Die Unterrichtsplanung basiert auf den Grundsätzen der allgemeinen Didaktik, insbesondere dem methodischen Dreischritt (Einstieg, Erarbeitung, Ergebnissicherung) und der Berücksichtigung der Lernvoraussetzungen durch Binnendifferenzierung.
Was wird im Hauptteil des Berichts behandelt?
Der Hauptteil gliedert sich in eine detaillierte ausführliche Unterrichtsplanung zur Facharbeit, eine Kurzplanung zur Arbeit mit Kurzgeschichten sowie die jeweiligen Reflexionen der Lehrversuche.
Welche Schlüsselbegriffe charakterisieren die Arbeit?
Die Arbeit zeichnet sich durch Begriffe wie Facharbeit, Didaktik, Binnendifferenzierung, Methodenkompetenz und pädagogische Selbstreflexion aus.
Wie geht die Autorin mit dem heterogenen Leistungsstand in der Klasse um?
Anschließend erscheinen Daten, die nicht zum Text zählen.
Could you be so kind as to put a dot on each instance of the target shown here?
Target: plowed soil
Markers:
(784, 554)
Sie nutzt differenzierte Arbeitsblätter (Niveau A und B) und setzt auf kooperative Lernformen, bei denen sich leistungsstärkere und leistungsschwächere Schüler gegenseitig unterstützen.
Welchen Stellenwert nimmt die Reflexion der eigenen Lehrerrolle ein?
Die Reflexion ist zentral, um den eigenen Lernprozess als angehende Lehrkraft zu bewerten, Stärken zu identifizieren und den persönlichen Verbesserungsbedarf (z.B. Visualisierung an der Tafel, Umgang mit Unterrichtsstörungen) kritisch aufzuarbeiten.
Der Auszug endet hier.